Welcome, you're among your own kind here. We're all freaks.


----------



## DeadSpider (Feb 3, 2006)

welcome back!


----------



## Frighteners Entertainment (Jan 24, 2006)

Total coolness, glad to have you here!!!


----------



## otherworldly (Jul 25, 2006)

Nice to meet you!


----------



## Zombie-F (Apr 12, 2004)

Just curious, why didn't you use the password reset function to reset the password?

In any event, welcome back to the forums.


----------



## Vlad (Aug 2, 2005)

Welcome Kevin.


----------



## Wyatt Furr (Jun 5, 2006)

welcome and Howdy


----------



## grapegrl (Jan 3, 2006)

Hello and welcome back!


----------



## Wildomar (Aug 30, 2006)

Welcome back!


----------



## Death's Door (Mar 22, 2006)

Welcome rewritedrums!!!


----------



## NickG (Sep 12, 2006)

re-aloha.


----------



## Eric Striffler (May 6, 2006)

*Hey*

What's up Kevin?
Post more often!
Haha.


----------



## DeathTouch (Sep 6, 2005)

Welcome.
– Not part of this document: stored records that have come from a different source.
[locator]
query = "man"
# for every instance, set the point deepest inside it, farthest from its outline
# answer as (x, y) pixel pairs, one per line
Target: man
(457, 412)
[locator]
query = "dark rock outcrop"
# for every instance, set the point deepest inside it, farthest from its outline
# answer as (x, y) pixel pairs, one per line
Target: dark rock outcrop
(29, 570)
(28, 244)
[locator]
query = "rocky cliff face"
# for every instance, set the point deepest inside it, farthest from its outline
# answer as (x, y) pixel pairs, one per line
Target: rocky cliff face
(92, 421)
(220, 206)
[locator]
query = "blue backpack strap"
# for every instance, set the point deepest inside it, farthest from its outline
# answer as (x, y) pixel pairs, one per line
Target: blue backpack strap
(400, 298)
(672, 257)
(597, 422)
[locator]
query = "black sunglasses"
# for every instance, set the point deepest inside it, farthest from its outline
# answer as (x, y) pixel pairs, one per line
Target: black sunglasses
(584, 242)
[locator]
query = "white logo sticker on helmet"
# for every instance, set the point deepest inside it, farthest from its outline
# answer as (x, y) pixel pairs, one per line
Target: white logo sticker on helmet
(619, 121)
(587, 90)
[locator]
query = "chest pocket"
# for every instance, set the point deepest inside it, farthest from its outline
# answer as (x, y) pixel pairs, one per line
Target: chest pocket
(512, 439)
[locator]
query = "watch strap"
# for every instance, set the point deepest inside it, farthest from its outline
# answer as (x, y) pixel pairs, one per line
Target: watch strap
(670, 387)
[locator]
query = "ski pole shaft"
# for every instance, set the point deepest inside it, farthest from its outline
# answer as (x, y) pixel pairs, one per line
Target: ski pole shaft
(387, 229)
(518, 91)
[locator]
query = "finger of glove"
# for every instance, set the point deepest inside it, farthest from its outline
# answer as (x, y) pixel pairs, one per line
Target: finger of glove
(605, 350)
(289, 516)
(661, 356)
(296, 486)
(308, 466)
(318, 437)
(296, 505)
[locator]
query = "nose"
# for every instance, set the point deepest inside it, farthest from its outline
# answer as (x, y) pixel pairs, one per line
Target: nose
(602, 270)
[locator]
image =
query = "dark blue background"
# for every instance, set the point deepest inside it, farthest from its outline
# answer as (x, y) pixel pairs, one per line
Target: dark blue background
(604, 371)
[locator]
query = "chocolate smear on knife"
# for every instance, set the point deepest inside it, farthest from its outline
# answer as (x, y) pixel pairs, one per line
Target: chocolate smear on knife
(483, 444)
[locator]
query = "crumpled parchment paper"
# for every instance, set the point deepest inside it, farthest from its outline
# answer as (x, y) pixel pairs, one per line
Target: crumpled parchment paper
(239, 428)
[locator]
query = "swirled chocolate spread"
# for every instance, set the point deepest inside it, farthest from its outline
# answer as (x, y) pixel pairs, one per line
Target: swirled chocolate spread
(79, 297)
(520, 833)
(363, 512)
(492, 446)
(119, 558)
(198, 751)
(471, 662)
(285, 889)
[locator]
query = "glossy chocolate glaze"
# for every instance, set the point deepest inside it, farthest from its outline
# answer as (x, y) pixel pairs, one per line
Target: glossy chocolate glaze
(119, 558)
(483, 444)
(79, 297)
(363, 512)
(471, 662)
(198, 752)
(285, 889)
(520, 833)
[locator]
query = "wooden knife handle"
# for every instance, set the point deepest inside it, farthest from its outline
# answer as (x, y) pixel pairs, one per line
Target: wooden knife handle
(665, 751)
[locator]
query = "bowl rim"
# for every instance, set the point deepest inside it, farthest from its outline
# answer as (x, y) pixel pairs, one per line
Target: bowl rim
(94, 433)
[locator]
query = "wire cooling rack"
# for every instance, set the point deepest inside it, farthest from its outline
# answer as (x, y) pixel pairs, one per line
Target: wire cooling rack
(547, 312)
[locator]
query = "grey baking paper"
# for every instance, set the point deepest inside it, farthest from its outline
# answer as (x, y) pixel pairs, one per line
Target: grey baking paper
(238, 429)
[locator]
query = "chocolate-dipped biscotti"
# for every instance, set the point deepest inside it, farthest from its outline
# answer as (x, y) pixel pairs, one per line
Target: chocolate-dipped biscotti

I too used to be Fred the Vampire. Then I re-rolled my charater and got more hit points. Now I am Deathtouch.


----------



## morgan8586 (Aug 30, 2006)

Howdy


----------



## slimy (Jul 12, 2006)

DT, YOU were Fred the Vampire?!?!?!?!?!?!?! Oh my god, you owe me $20!!!!!

Welcome to the board by the way Mr. rewritedrums.


----------